No seguiremos por este camino, aunque insistimos: los que están, son, aunque otros que también son, no están. Cada cual puede elaborar la lista de la docena o dos docenas de asturianos de primerísima fila que pueden figurar al lado de estos doce asturianos tan meritorios y tan reconocidos. Yo he elaborado la mía, integrada por los siguientes:
1. Alfonso I; 2. Alonso de Quintanilla; 3. Pedro Menéndez de Avilés; 4. José del Campillo; 5. José Fernando Abascal; 6. Pedro Inguanzo y Rivero; 7. Evaristo San Miguel; 8. Alejandro Mon; 9. Fray Melchor García Sampedro; 10. Ramón de Campoamor; 11. José Menéndez; 12. Armando Palacio Valdés. Naturalmente, el orden que he seguido es el cronológico: no porque sea el mejor, ni imprescindible, sino porque cualquier lista ha de ir ordenada de alguna manera.
A Alfonso I se le puede objetar que no haya nacido en Asturias, ya que era hijo del duque de Cantabria; pero en su tiempo no existían los límites regionales, y es posible que de la misma manera que Pelayo resistió a los moros en Covadonga, el duque de Cantabria lo hubiera hecho, a su vez, en su territorio. Lo cierto es que, después de los reinados y caudillajes de don Pelayo y Favila, demasiado anodinos, a juzgar por las crónicas, podemos considerar a Alfonso I (rey por elección, en la que pesó su matrimonio con Ermesinda, hija de don Pelayo) el rey que inicia la Reconquista. Hasta su llegada al trono, los reyes se habían mantenido a la defensiva en Cangas de Onís. Alfonso I cruza las montañas y le planta cara al moro en la Meseta, estableciendo un desierto estratégico entre el Duero y los montes cantábricos: por ello le llamaban, además de el Católico, el Yermador. Su importancia histórica es enorme: consolida el reino de Asturias, ni más ni menos.

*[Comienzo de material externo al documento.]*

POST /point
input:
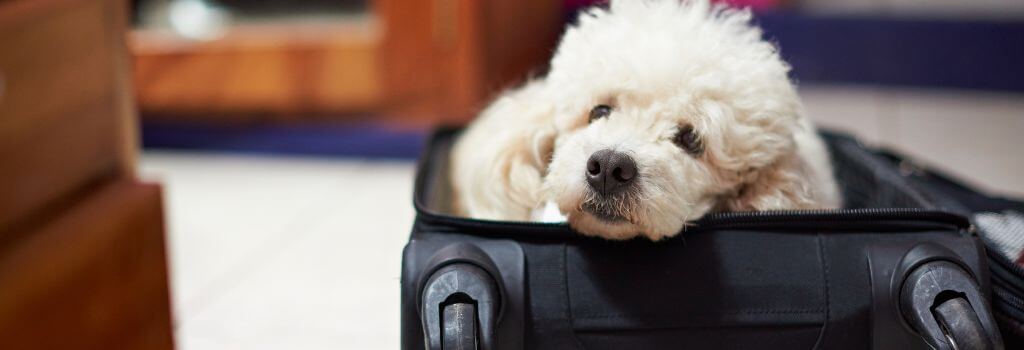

Alonso de Quintanilla fue uno de los personajes más notables del siglo XV, estadista, hacendista, soldado y hombre de gobierno, administrador de las rentas reales de los Reyes Católicos, a quienes sirvió como economista, como diplomático y como militar. Aunque más conocido como contador real, redujo al reino de Navarra y creó la Santa Hermandad y entre sus hechos en apariencia menores figura la protección que le dispensó a Colón.
Pedro Menéndez de Avilés no sólo fue conquistador y adelantado de la Florida y fundador de San Agustín, la primera ciudad europea de América del Norte, sino que a su alrededor se creó una ilustre estirpe de navegantes y guerreros asturianos.
José del Campillo es uno de los primeros ilustrados asturianos, hacendista, escritor (autor de numerosas y atinadas reflexiones españolas, que luego procuraba poner en práctica como gobernante) y ministro universal de Felipe V.
Otro ilustrado, hoy demasiado olvidado, José Fernando Abascal y Sousa, nacido en la calle de la Vega de Oviedo en 1743, llegó a ser virrey del Perú, figurando entre los mejores que ostentaron ese cargo, aunque le tocó gobernar en circunstancias muy difíciles.
En las Cortes de Cádiz se perfilan dos Españas, una progresista y de tendencia liberal y la otra tradicionalista y monárquica. No era esta última una España que lo fiara todo en el pasado, sino que desconfiaba de la retórica, ampulosa y un tanto falsa, del progreso; las cabezas de ambas Españas eran dos asturianos nacidos en concejos vecinos, a pocos kilómetros uno de otro: Agustín Argüelles y Pedro Inguanzo, por entonces canónigo, y que llegó a ser cardenal y arzobispo de Toledo (que haya podido ser Papa no pasa de ser una simple anécdota).
Fray Melchor García Sampedro desmiente al iracundo Julio Somoza, que aportaba como dato distintivo de Asturias que ningún hijo de esta tierra hubiera subido a los altares. Pero al fin subió fray Melchor, por su vida, tan heroica como su muerte.
Y, en fin: Alejandro Mon creó el nuevo sistema tributario español a la mitad del siglo XIX, Ramón de Campoamor renovó el lenguaje poético de su época y el indiano José Menéndez actuó como amo y señor de la Patagonia. La falta de espacio nos impide mayor detenimiento.